Ich hatte einen Termin im Palast.“
Im Palast?“ echote Micky besorgt. Sie wusste, dass Finnigan theoretisch einen Anspruch auf den britischen Thron hatte, da er das letzte lebende Mitglied des Hauses Tudor war. Und somit wäre er der rechtmäßige Herrscher, da er ein entfernter Verwandter von Elisabeth I. war. Die Windsors herrschten nur aus dem Grund, da die jungfräuliche Königin ohne offizielle Nachkommen verstorben war, und neue Herrscherhäuser den Thron Englands bestiegen hatten. Micky hatte immer die Befürchtung, dass Finnigan irgendwann auf die verrückte Idee kommen könnte den Thron zu beanspruchen. Daher wurde sie immer stutzig, wenn Finnigan den Palast oder die Royals erwähnte.
Keine Sorge, Honey. Mir steht nur eine höhere Apanage zu, wenn ich erst einmal verheiratet bin. Der Schatzmeister ist so überaus korrekt und, my goodness, so überaus steif. Er will über alles und jedes informiert werden. Das könnt ihr euch gar nicht vorstellen."
Duncan und Connor schmunzelten über Finnigans Bemerkung und sagten wie aus einem Munde: „Oh doch, können wir. Sehr gut sogar!“ Selbst Methos musste nun ein Lachen unterdrücken. Als er ein junger Mann gewesen war, hätte seine Lordschaft froh sein können, wenn er zur Hochzeit eine zusätzliche Ziege bekommen hätte. Aber heute bekam man eine Apanage.

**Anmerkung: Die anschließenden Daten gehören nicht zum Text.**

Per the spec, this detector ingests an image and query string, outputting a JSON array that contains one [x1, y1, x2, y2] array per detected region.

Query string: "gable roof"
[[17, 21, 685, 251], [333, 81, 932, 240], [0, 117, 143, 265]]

Wie viele Ziegen bekommt man denn inzwischen, wenn man heiratet, Finnigan?“ platzte es aus Methos heraus. Die anderen sahen ihn verwundert und mit offenen Mündern an. Micky reagierte zuerst. Sie holte aus und gab ihm einen Schlag vor die Brust.
Ignoriere ihn einfach, Finn. Seine Freundin hat mit ihm Schluss gemacht, weil Isis des Nachts bei ihnen im Schlafzimmer stand.“
Oh, die nette Ärztin, die dich betreut hat? Schade, sie war sweet“, meinte der Lord mit einer Spur von Bedauern. Methos zuckte lässig die Achseln, doch in Wahrheit machte ihm die Trennung von Isis… Ach nein, böser Methos. Er biss sich auf die Innenseite seiner Wange. Anne, sie hieß Anne, Herrgott noch mal. Isis tummelte sich wahrscheinlich mit ihrer Busenfreundin Amanda in deren Haus in Griechenland und verschwendete keinen Gedanken an ihren Ehemann, dessen Herz sie wieder einmal mit einer Dampfwalze geplättet hatte.
Methos, steig’ endlich ein’! Du schlägst schon Wurzeln im Asphalt!“ rief Micky ihm aus der Limousine entgegen. Er machte eine abfällige Handbewegung, stieg aber schnell ein. Mit einem „Plumps’ warf Methos sich auf den Sitz neben die Comtesse. Micky starrte ihn von der Seite an.
Was ist denn, Hochwohlgeboren?“ fragte er gereizt.
Himmel, hast du einen Liebeskummer! Das ist ja nicht mehr feierlich. Und ich wette meine goldene Haarbüste darauf, dass es nicht um Anne geht…“ Sie drehte seinen Kopf zu sich und starrte ihm tief in die Augen. Methos schüttelte ihre Hände ab und entzog sich schnell ihrem magischen Blick.
Du Hexe! Wie oft habe ich dir schon gesagt, dass du diesen Nostradamus-Scheiß bei mir lassen sollst?!“ Micky biss sich grinsend auf die Unterlippe.
Wann wirst du endlich über sie hinweg kommen, Methos? Sie ist nicht gut für dich.“ Er stöhnte.
Glaubst du, dass ich weiß ich selbst nicht am Besten?! Aber was soll ich denn machen?! Und überhaupt, wie war das mit dir und Darius?“ Nun starrte Methos Micky intensiv an. Sie drehte nun ihrerseits den Kopf ganz kurz, was Methos ein triumphierendes Lachen entlockte. „Ha! Da siehst du’s! Bevor du also mir wegen der hoffnungslosen Liebe zu meiner Frau ans Bein pinkelst, fass’ dir an deine Nase wegen Bruder Darius!“
Noch bevor Micky antworten konnte, griff Finnigan ein: „Pardon me, meine Freunde. Hier pinkelt überhaupt niemand irgendjemandem ans Bein. Die Sitze wurden kürzlich neu bezogen!“ Micky und Methos sahen sich kurz verdattert an und lachten dann lauthals los. Durch Finnigans typisch britischen Akzent - der wie Duncan immer noch behauptete, mit Weichspüler behandelt worden war – hörten sich seine Worte noch komischer an. „Was habe ich denn gesagt?“ Methos und Micky konnten nicht an sich halten. Lachend schlugen sie sich auf die Knie und wischten sich die Tränen aus den Augenwinkeln.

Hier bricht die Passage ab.